Strano come apparivano diversi gli occhi azzurri del tenente quando sorridevano. “Forse sto morendo” pensò Casey, “ed è per questo che fa il cordiale.” Piano piano quanto era accaduto nella stanza cominciava a riprendere forma, ma quando volle guardarsi attorno, la grossa mano di Johnson lo respinse contro i cuscini, non prima tuttavia che egli avesse visto ciò che voleva sapere.

— State tranquillo fino all’arrivo dell’ambulanza — ammonì il tenente. — So che è quasi impossibile uccidere un polacco, ma è inutile che vi ci proviate con tanta energia. Abbiamo già sufficienti cadaveri.

— E la signora Brunner?

— È in buone mani, dove sarebbe stata da tempo se non aveste fatto lo spiritoso. Lo so, trovate che io sono uno stupido poliziotto, ma ignorate ancora alcune cose. Forse non sapete che ieri abbiamo ripescato il corpo di Carter Groot dal Lago Fox. Pesava parecchio tanto era pieno di pallottole calibro 38.

Casey cercò di tornare indietro col pensiero e, benché non fosse facile, con un certo sforzo ci riusciva.

— Io so dov’è una 38 che si adatta a quei proiettili — disse. — Scovate un tizio che si chiama Victor Vanno e vi racconterò tutto.

— Ne so sempre più di voi.

Johnson non si vantava. Quando Casey lo fissò, aggiunse: — Inoltre, voi non sapete di che tipo di pratiche si occupasse Carter Groot. Un solo tipo: divorzi.

Casey sapeva di essere rimasto a bocca aperta, ma non gli riusciva di richiuderla. Gli occorse un certo tempo per digerire le parole del tenente, ma poi finì per chiedere: — Gorden?

— Chi altri? Eh già, la signora Brunner sarebbe potuta essere sua madre, ma che significa? Lei aveva bisogno di lui, per dare a bere tutte le sue false opere di beneficenza, e lui aveva bisogno di lei, per pagarsi l’affitto. A un certo momento, Brunner mangiò la foglia e decise di liberarsi di entrambi. Il resto appartiene ormai al passato.

Passato… avvenire. La luce si rifletteva su un oggetto che Johnson rigirava tra le dita, e Casey provò un senso di capogiro nel vederne la punta insanguinata.

— Un bel trucco! — fece il tenente. — Un finto omicidio organizzato per intrappolare un assassino.
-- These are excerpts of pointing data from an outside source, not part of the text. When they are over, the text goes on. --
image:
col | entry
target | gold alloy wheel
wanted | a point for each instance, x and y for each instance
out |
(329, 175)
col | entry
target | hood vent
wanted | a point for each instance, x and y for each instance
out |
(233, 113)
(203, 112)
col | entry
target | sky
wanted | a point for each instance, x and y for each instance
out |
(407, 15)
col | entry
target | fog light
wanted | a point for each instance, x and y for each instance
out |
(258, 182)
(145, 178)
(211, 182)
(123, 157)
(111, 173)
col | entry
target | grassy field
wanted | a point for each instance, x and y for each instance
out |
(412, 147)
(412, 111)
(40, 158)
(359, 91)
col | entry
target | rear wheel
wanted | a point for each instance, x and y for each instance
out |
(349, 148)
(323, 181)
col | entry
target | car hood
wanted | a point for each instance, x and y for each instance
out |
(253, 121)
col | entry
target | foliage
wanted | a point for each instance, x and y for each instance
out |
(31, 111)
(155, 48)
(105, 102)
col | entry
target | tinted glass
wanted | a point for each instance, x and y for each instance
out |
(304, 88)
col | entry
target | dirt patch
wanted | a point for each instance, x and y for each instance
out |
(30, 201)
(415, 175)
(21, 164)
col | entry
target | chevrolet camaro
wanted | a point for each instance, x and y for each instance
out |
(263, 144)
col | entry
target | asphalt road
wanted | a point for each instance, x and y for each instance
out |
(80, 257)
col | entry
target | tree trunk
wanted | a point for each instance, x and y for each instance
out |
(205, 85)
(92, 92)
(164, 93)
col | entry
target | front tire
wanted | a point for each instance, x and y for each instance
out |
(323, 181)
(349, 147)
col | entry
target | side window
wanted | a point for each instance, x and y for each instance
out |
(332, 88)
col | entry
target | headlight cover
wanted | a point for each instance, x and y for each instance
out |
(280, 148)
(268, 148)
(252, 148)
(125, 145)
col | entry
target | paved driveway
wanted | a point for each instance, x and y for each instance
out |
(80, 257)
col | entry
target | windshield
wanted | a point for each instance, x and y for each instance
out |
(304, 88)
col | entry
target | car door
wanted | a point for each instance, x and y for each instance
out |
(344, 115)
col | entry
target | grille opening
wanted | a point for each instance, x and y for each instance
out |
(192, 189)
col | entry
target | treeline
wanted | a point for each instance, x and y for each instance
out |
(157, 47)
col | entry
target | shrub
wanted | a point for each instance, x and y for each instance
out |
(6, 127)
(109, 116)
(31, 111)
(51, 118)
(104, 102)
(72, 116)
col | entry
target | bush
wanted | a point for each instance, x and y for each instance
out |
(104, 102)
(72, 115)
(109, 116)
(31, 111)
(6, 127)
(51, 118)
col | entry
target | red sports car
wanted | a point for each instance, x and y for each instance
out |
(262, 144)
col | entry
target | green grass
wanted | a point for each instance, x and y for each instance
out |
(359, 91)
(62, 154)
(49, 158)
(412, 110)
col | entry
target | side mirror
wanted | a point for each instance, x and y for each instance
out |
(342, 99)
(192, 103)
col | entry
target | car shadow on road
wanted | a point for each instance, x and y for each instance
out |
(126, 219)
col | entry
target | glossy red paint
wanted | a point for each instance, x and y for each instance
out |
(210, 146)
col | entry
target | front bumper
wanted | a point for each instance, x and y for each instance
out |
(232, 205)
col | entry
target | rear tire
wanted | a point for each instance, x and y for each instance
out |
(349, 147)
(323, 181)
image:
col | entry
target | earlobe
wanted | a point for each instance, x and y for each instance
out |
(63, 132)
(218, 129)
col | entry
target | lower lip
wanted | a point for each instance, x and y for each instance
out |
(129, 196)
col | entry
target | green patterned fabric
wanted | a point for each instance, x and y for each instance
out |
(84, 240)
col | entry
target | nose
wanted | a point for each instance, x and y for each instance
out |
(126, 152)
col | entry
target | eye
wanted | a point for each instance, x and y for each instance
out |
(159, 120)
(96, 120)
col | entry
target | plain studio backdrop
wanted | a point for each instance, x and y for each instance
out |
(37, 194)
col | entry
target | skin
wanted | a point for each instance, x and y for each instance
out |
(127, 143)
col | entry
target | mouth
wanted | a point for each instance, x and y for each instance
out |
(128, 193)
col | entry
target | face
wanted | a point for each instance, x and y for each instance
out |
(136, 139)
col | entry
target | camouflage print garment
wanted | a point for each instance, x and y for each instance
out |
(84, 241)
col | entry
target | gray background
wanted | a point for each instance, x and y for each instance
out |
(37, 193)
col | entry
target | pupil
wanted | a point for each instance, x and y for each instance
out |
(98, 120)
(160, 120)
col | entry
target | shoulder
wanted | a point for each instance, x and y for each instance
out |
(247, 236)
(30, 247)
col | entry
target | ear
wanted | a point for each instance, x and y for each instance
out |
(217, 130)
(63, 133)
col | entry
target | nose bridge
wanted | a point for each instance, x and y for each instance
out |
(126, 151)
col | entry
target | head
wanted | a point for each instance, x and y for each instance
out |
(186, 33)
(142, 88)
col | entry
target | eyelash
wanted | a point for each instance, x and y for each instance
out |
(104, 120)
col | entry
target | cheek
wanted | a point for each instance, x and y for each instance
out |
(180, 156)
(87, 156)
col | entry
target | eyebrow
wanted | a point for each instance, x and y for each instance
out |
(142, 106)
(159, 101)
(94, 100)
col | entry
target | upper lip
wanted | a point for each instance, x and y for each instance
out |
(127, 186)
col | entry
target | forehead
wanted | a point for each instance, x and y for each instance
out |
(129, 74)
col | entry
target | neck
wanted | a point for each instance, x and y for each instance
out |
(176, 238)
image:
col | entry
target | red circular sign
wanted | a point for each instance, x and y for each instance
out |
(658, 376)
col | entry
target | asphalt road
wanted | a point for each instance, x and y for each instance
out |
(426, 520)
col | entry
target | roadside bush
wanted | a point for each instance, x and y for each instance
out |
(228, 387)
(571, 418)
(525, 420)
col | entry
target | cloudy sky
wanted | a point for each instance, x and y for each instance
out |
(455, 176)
Avreste potuto lasciarci la pelle, tanto voi quanto la ragazza.

— Invece, siamo vivi, e il trucco è riuscito — ribatté Casey.

Johnson si ficcò in tasca il tappo di cristallo con una smorfia di disgusto. — Commediante! — brontolò. — Perché non ve ne tornate a Hollywood?

Casey chiuse gli occhi. Non aveva più voglia di parlare. Voleva ripartire dal principio, proprio dal principio, e riesaminare i fatti finché ogni pezzo si fosse incastrato perfettamente nell’altro.

La signora Brunner e Gorden, Gorden e la signora Brunner. Ecco la verità. E allora Phyllis non c’entrava affatto. Era stata soltanto impaurita ed era fuggita come potrebbe capitare a chiunque. Gorden e la signora Brunner, non Gorden e Phyllis.

Per di più era viva. Era meraviglioso avere ricordato in tempo che una sola persona poteva essere al corrente dell’esistenza della Luger. Ebbe un fremito e riapri gli occhi.

Il tenente se n’era andato, e Phyllis gli stava appoggiando una pezzuola umida sulla fronte. Non aveva molto senso perché l’unico dolore che lui non provava, in quel momento, era proprio il mal di capo, ma in fondo qualcosa doveva pur fare. Quando il suo mondo le crollava attorno, Phyllis doveva sempre fare qualcosa, ballare o cuocere spaghetti o piegare, sciorinare pezzuole umide. Casey era fierissimo di riuscire a capirlo. Dando tempo al tempo, forse, sarebbe anche riuscito a capire la donna che aveva sposato, e, a giudicare dalla riapparizione dell’anello, alla mano sinistra di lei, il tempo non sarebbe mancato. Per ora, sapeva che non si sarebbe mai arresa, che nulla l’avrebbe fatta cedere, che non sarebbe mai ricorsa all’arma delle lacrime, quell’arma tanto femminile.

E così, Phyllis scelse proprio quell’attimo per gettar via la pezzuola, e lasciarsi cadere contro la sua spalla, scossa da singhiozzi. “Che momento, per farsi trovare con un solo braccio valido!” pensava Casey.